Today Antonio Caldara is not a name many would recognise let alone regard as one of the 'great'
composers of the Baroque, yet during his own lifetime and long after his death he was held in high
esteem by composers and theoreticians alike.
J.S.Bach, for example is known to have made a
copy of a Magnificat by Caldara to which he added a two-violin accompaniment to the "Suscepit
Israel" section. According to Mattheson, Telemann in his early years took Caldara as a model for
his church and instrumental music. Haydn, who was taken to Vienna by Georg Reutter, one of
Caldara's pupils, sang many of his sacred works when he was a choirboy at St. Stephens and
possessed copies of two of Caldara's Masses. Mozart made use of some of Caldara's six hundred
canons in KV555, 557 and 562. Beethoven copied several contrapuntal examples by Caldara from
a publication by his teacher Albrechtsberger and Brahms is known to have possessed a copy of
some of Caldara's canons.
Born in Venice in 1670, he moved to Mantua in 1699,where succeeded Marc Antonio Ziani as maestro di capella at the Gonzaga court of
Ferdinando Carlo, Duke of Mantua. In 1707 he travelled to Rome.

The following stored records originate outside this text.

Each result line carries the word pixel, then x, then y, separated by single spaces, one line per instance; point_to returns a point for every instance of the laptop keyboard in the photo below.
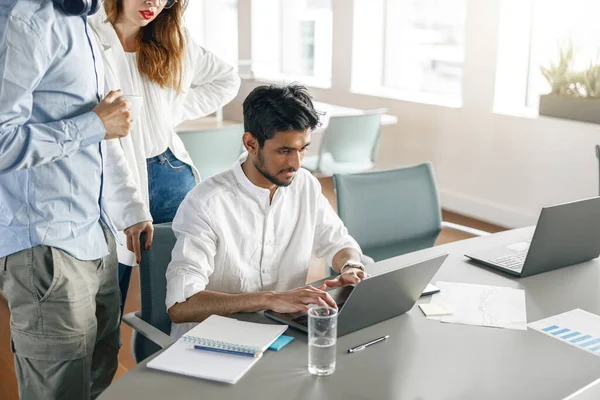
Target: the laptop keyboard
pixel 513 261
pixel 303 319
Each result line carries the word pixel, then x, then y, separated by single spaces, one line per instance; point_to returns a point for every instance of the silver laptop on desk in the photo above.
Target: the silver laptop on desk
pixel 375 299
pixel 565 234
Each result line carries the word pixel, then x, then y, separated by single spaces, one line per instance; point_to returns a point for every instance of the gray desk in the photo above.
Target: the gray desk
pixel 422 359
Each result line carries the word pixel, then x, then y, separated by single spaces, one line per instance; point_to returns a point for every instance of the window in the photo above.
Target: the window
pixel 546 26
pixel 214 25
pixel 292 40
pixel 421 53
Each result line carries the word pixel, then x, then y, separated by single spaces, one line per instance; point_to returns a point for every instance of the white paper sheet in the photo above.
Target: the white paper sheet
pixel 481 305
pixel 577 328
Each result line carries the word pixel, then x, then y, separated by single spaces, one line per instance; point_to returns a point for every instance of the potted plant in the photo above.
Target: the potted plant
pixel 575 94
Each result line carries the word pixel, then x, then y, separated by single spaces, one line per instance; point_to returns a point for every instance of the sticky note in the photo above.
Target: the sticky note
pixel 436 309
pixel 281 342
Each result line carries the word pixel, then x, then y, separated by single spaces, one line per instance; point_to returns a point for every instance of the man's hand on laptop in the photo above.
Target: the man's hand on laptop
pixel 299 299
pixel 349 276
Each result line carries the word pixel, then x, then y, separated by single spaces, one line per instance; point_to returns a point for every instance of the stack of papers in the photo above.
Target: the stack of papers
pixel 219 333
pixel 482 305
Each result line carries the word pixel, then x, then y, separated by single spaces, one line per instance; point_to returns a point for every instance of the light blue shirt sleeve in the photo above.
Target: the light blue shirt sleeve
pixel 23 63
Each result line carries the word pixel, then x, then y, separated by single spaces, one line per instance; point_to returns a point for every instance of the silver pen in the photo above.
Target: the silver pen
pixel 363 346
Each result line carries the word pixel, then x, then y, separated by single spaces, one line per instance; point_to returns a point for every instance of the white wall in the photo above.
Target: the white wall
pixel 497 168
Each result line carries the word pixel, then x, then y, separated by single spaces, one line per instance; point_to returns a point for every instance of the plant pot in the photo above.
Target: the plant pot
pixel 575 108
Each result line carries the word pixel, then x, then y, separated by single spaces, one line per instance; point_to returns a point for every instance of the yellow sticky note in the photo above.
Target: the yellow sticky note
pixel 436 309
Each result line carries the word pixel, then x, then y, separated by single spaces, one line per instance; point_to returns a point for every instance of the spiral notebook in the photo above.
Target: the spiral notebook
pixel 220 333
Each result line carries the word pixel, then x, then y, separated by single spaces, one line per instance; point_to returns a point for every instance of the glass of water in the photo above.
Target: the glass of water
pixel 322 337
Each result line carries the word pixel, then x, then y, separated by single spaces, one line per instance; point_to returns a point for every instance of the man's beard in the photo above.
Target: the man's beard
pixel 259 164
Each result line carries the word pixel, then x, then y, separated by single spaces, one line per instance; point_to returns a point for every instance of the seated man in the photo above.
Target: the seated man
pixel 245 237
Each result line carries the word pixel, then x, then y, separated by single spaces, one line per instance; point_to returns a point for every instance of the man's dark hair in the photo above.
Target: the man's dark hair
pixel 274 108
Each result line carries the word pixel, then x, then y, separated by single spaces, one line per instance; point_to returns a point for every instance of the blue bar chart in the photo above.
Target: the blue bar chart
pixel 577 328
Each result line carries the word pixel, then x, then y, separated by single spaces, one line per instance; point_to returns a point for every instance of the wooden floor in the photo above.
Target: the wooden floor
pixel 8 383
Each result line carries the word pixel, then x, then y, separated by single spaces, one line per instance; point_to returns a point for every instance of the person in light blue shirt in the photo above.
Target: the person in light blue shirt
pixel 58 265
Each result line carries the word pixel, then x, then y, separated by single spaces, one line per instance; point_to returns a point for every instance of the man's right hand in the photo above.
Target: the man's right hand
pixel 299 299
pixel 114 114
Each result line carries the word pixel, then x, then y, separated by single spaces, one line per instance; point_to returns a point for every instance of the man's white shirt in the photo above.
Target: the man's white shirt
pixel 231 238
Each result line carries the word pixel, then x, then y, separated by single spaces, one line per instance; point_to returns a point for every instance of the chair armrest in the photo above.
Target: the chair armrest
pixel 144 328
pixel 464 229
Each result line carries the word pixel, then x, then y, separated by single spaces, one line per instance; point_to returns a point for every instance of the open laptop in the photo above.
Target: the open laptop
pixel 565 234
pixel 375 299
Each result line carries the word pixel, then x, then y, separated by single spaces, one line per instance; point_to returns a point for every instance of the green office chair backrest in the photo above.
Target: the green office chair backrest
pixel 390 212
pixel 353 138
pixel 153 287
pixel 214 150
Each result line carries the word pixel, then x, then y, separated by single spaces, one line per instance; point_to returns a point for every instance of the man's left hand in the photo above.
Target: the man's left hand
pixel 350 276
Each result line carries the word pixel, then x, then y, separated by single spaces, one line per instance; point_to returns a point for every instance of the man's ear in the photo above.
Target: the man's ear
pixel 250 143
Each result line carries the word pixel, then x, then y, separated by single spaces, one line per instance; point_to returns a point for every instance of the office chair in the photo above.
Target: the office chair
pixel 214 150
pixel 393 212
pixel 152 325
pixel 349 144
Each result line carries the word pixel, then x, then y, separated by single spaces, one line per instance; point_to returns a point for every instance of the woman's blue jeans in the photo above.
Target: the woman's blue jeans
pixel 169 181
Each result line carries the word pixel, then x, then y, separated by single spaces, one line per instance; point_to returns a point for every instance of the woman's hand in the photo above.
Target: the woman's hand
pixel 133 238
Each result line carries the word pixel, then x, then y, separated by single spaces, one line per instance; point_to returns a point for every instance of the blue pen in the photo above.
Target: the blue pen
pixel 237 353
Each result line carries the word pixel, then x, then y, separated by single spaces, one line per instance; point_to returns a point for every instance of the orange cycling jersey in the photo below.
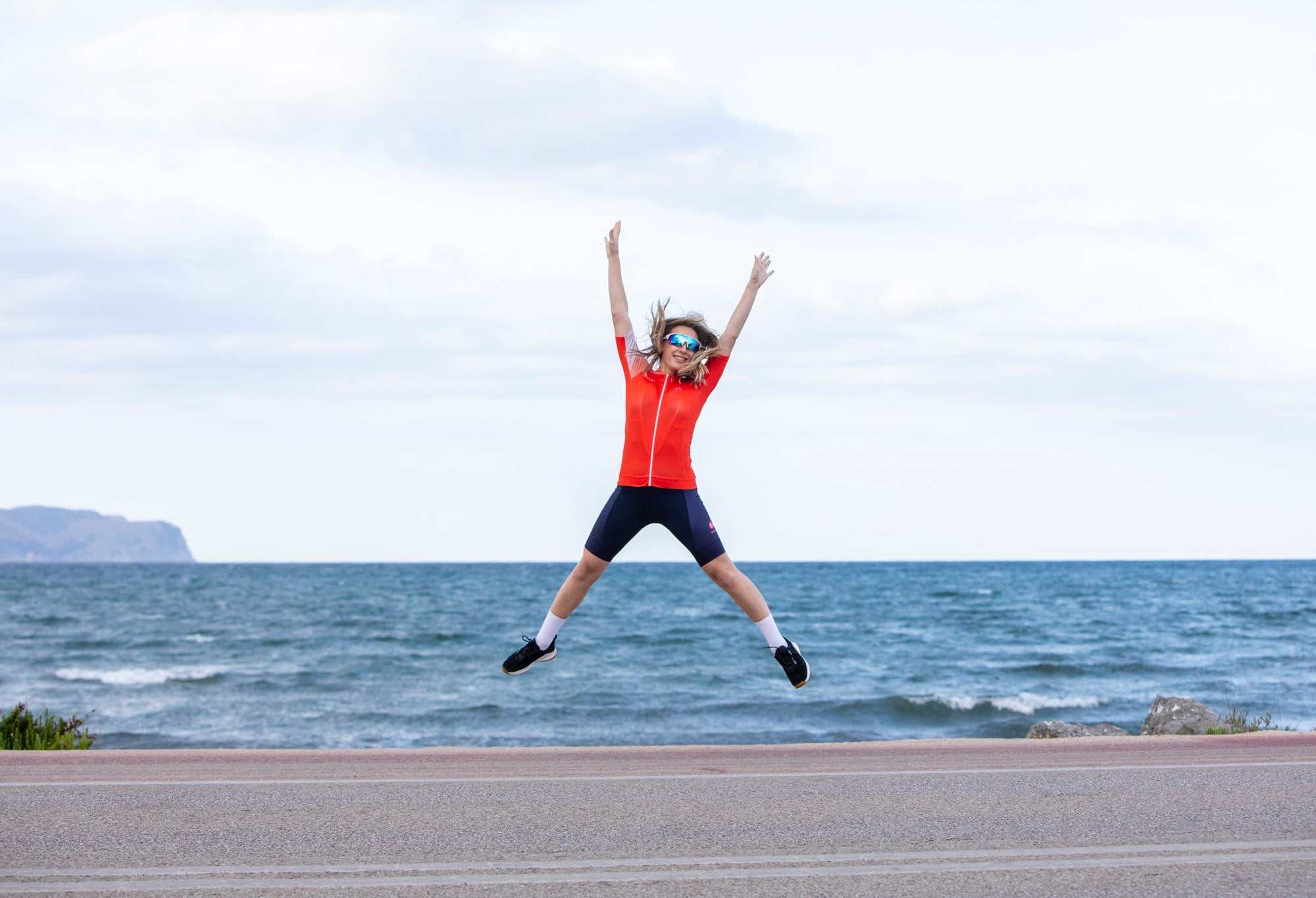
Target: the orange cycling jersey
pixel 661 414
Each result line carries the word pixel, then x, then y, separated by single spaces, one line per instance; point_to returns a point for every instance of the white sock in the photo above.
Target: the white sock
pixel 552 624
pixel 769 628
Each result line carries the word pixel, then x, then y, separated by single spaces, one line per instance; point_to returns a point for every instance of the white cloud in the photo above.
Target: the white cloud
pixel 1053 214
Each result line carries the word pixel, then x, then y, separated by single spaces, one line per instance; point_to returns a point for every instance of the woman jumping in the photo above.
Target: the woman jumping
pixel 667 389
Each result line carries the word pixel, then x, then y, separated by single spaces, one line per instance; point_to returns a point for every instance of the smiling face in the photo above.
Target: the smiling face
pixel 677 357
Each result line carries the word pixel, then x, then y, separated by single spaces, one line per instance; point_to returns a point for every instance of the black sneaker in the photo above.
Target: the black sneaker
pixel 793 662
pixel 528 655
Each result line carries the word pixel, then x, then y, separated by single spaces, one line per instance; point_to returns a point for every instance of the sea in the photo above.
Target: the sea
pixel 360 656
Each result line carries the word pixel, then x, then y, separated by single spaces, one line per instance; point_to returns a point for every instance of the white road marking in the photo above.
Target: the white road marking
pixel 656 776
pixel 601 862
pixel 655 876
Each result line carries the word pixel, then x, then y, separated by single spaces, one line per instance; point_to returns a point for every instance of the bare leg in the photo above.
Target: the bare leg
pixel 578 582
pixel 724 572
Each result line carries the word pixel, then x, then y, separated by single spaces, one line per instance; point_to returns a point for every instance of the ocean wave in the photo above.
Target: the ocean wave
pixel 1021 703
pixel 141 676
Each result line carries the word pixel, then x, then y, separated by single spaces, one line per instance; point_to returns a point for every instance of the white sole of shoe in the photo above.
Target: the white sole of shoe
pixel 543 657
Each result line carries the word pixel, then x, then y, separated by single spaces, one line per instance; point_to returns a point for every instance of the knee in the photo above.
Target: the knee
pixel 722 570
pixel 590 568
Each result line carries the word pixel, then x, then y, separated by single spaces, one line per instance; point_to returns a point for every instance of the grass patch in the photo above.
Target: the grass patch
pixel 1238 722
pixel 23 730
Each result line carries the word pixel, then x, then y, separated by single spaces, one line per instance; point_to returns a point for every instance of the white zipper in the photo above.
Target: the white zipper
pixel 653 443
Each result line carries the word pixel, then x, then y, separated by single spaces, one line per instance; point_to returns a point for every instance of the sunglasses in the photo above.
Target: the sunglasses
pixel 682 340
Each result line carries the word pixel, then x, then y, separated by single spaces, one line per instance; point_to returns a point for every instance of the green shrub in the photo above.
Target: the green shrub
pixel 1238 722
pixel 20 728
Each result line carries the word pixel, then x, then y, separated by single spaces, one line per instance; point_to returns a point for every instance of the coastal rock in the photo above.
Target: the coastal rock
pixel 1060 730
pixel 1175 715
pixel 43 534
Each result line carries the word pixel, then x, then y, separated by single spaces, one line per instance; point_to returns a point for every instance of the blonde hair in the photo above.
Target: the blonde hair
pixel 660 326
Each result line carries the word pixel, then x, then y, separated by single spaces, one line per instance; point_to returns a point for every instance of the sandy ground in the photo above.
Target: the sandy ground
pixel 1115 815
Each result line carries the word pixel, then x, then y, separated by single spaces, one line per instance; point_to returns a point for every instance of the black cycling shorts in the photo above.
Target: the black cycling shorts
pixel 631 509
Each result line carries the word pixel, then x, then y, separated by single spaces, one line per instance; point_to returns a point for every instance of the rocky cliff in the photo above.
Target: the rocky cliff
pixel 43 534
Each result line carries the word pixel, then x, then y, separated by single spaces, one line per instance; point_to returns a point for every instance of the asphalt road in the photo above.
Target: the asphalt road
pixel 1121 815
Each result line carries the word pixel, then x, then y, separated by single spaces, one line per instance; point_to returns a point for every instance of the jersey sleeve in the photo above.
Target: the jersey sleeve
pixel 715 370
pixel 628 351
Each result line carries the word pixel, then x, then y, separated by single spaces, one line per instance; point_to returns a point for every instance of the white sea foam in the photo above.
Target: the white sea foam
pixel 1022 703
pixel 140 676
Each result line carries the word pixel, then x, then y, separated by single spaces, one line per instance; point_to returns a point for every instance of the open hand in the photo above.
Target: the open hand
pixel 610 243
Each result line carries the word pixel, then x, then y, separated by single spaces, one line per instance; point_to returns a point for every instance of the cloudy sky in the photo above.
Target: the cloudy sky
pixel 326 282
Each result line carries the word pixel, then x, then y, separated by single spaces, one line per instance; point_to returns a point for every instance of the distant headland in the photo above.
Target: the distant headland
pixel 44 534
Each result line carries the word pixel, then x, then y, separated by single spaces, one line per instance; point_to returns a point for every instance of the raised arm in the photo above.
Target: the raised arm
pixel 617 293
pixel 757 276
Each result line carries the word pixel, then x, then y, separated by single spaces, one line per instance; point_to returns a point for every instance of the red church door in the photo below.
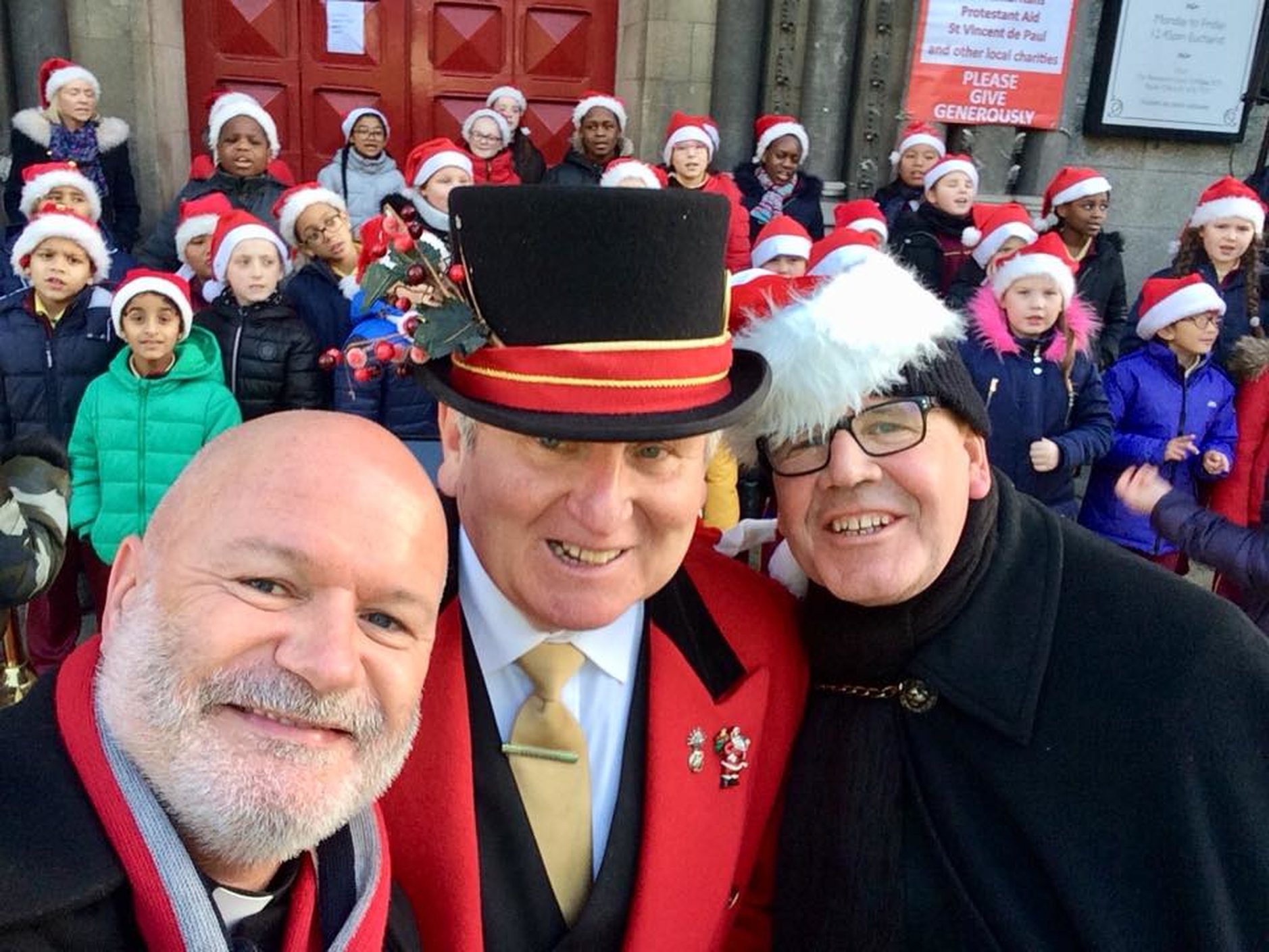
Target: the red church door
pixel 424 62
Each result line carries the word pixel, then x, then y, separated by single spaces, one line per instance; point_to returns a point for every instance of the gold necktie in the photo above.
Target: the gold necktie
pixel 549 759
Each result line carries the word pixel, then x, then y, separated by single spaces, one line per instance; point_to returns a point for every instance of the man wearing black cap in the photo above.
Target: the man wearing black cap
pixel 1018 736
pixel 612 707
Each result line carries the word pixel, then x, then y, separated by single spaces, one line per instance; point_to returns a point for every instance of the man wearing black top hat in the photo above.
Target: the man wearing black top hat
pixel 627 807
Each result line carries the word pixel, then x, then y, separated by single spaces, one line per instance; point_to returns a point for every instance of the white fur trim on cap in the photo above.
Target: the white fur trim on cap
pixel 946 168
pixel 191 229
pixel 299 203
pixel 351 120
pixel 830 352
pixel 438 161
pixel 247 232
pixel 767 249
pixel 920 139
pixel 503 128
pixel 1233 207
pixel 609 103
pixel 1185 303
pixel 688 134
pixel 1027 266
pixel 68 226
pixel 234 104
pixel 69 74
pixel 509 93
pixel 1093 186
pixel 778 131
pixel 151 284
pixel 990 244
pixel 34 191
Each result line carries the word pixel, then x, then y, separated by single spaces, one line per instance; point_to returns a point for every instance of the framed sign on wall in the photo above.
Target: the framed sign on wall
pixel 1174 69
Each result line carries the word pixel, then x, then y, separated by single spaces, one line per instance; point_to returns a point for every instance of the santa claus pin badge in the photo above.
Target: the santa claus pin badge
pixel 732 749
pixel 696 747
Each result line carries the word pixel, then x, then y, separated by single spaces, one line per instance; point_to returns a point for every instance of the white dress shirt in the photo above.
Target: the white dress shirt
pixel 598 695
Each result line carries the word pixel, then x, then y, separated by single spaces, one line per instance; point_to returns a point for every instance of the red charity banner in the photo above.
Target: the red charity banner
pixel 991 62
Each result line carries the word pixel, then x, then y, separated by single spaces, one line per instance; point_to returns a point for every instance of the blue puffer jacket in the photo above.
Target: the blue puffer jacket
pixel 1153 401
pixel 1027 399
pixel 396 403
pixel 1235 324
pixel 43 372
pixel 802 205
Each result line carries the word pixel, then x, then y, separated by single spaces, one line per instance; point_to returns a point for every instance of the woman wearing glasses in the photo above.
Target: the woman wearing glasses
pixel 489 140
pixel 364 172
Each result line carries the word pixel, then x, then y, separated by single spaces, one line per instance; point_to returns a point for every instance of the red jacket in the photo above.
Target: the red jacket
pixel 499 170
pixel 696 886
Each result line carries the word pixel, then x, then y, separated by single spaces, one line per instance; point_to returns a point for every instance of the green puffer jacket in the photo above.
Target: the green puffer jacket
pixel 132 439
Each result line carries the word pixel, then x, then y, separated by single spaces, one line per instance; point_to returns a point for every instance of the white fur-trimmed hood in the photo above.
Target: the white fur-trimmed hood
pixel 111 132
pixel 832 351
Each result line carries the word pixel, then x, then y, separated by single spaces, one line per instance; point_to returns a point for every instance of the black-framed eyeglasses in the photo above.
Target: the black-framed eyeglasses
pixel 881 429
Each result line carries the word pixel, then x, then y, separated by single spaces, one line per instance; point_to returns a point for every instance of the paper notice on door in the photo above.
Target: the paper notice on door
pixel 345 27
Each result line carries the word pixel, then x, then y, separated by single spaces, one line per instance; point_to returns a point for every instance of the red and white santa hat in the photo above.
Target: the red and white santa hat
pixel 773 126
pixel 1169 300
pixel 1070 183
pixel 627 168
pixel 295 201
pixel 354 115
pixel 503 128
pixel 1228 199
pixel 56 73
pixel 689 128
pixel 993 226
pixel 782 235
pixel 225 105
pixel 918 134
pixel 429 157
pixel 42 178
pixel 841 251
pixel 198 216
pixel 141 281
pixel 1046 255
pixel 861 215
pixel 507 93
pixel 53 221
pixel 948 164
pixel 231 230
pixel 605 101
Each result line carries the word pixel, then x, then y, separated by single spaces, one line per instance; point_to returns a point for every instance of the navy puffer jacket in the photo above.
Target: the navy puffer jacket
pixel 43 372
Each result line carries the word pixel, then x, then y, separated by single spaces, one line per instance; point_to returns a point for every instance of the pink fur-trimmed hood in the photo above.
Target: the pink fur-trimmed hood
pixel 990 326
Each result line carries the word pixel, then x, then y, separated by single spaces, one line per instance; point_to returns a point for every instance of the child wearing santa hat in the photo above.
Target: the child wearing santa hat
pixel 598 137
pixel 510 104
pixel 270 357
pixel 1168 385
pixel 919 146
pixel 433 170
pixel 1221 243
pixel 1079 199
pixel 243 139
pixel 362 170
pixel 55 336
pixel 1030 355
pixel 62 184
pixel 144 419
pixel 773 182
pixel 691 143
pixel 998 230
pixel 930 239
pixel 68 128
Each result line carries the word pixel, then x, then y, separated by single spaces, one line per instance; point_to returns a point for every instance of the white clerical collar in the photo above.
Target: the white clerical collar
pixel 500 632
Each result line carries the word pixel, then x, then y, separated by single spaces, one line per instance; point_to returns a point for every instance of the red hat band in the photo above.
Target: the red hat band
pixel 624 377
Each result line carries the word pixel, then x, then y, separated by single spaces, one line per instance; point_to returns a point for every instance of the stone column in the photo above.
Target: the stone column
pixel 738 70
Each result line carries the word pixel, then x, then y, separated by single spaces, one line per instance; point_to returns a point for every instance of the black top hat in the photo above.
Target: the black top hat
pixel 608 309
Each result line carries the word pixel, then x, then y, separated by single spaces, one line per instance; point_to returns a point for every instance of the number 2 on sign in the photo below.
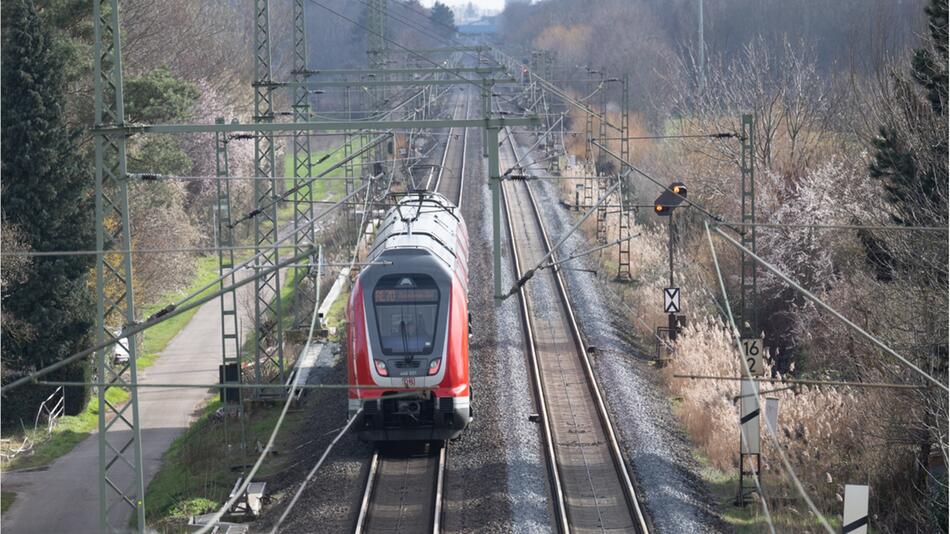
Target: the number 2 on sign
pixel 753 355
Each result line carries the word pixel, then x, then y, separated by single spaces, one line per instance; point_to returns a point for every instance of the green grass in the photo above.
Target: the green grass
pixel 69 432
pixel 336 315
pixel 750 519
pixel 6 500
pixel 196 474
pixel 155 339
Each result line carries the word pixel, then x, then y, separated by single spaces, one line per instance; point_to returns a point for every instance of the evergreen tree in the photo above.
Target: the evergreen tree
pixel 47 197
pixel 914 173
pixel 910 157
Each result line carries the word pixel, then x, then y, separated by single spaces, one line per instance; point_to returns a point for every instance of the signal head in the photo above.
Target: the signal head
pixel 679 188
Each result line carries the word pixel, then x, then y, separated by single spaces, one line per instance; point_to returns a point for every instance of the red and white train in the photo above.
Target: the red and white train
pixel 408 325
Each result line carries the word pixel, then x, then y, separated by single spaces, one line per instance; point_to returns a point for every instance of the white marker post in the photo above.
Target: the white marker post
pixel 771 414
pixel 749 417
pixel 752 349
pixel 750 461
pixel 855 519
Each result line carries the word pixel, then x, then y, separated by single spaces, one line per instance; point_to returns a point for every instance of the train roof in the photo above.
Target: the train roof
pixel 424 221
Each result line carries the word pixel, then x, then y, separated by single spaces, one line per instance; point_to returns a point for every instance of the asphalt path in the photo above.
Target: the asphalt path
pixel 64 496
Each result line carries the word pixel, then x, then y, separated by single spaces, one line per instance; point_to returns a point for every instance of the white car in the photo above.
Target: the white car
pixel 120 352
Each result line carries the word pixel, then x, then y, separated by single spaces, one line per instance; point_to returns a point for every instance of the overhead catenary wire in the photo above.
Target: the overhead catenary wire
pixel 161 316
pixel 810 296
pixel 476 83
pixel 529 273
pixel 175 309
pixel 270 442
pixel 293 190
pixel 587 252
pixel 770 432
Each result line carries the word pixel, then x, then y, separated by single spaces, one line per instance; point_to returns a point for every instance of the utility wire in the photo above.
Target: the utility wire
pixel 313 471
pixel 161 316
pixel 282 198
pixel 270 442
pixel 810 296
pixel 587 252
pixel 530 272
pixel 748 373
pixel 353 419
pixel 844 227
pixel 476 83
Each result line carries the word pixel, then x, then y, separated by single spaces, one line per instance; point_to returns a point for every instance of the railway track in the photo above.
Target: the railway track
pixel 449 180
pixel 403 489
pixel 592 488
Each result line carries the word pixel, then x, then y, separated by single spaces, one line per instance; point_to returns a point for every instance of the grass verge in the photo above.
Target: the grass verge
pixel 200 468
pixel 788 515
pixel 71 430
pixel 6 500
pixel 155 339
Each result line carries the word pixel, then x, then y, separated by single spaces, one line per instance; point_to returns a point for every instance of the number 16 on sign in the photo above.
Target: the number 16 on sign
pixel 753 349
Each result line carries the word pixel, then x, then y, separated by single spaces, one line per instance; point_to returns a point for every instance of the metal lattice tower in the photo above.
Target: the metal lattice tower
pixel 602 177
pixel 303 198
pixel 626 187
pixel 748 324
pixel 589 168
pixel 267 302
pixel 230 334
pixel 121 476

It was from the Vatican that the demand for sacred music in a historically antiquated style (prima prattica) spread
throughout the Catholic world as the style synonymous with sacredness. Indeed sacred music was particularly well
supported in Rome by the great aristocratic families of this period as the heads of the Colonna, Pamphili and
Ottobini families were after all Cardinals. Cardinals Ottoboni and Pamphili and Prince Ruspoli also held weekly
'conversazioni' where invited guests could gather for informal conversation, games and to hear new music, usually
in the form of cantatas or serenades. It is not to difficult to imagine that many composers, vocalists and
instrumentalists were required to meet the musical demands of the city and we find many important composers of
Baroque music in Rome at this time, namely George Frederick Handel, Alessandro and Domenico Scarlatti, Cesarini,
Bernardo Pasquini, Arcangelo Corelli, Stradella, Alessandro Melani, Ercole Bernabei and Foggia.
By July 1st 1709 Caldara had secured the position of maestro di capella
to Prince Francesco Maria Ruspoli. From his compositional output during the next seven years it is
clear that Caldara's muse flourished in this stable environment and he composed mainly secular works
including 150 solo cantatas, over 50 duets, four operas and nine oratorios.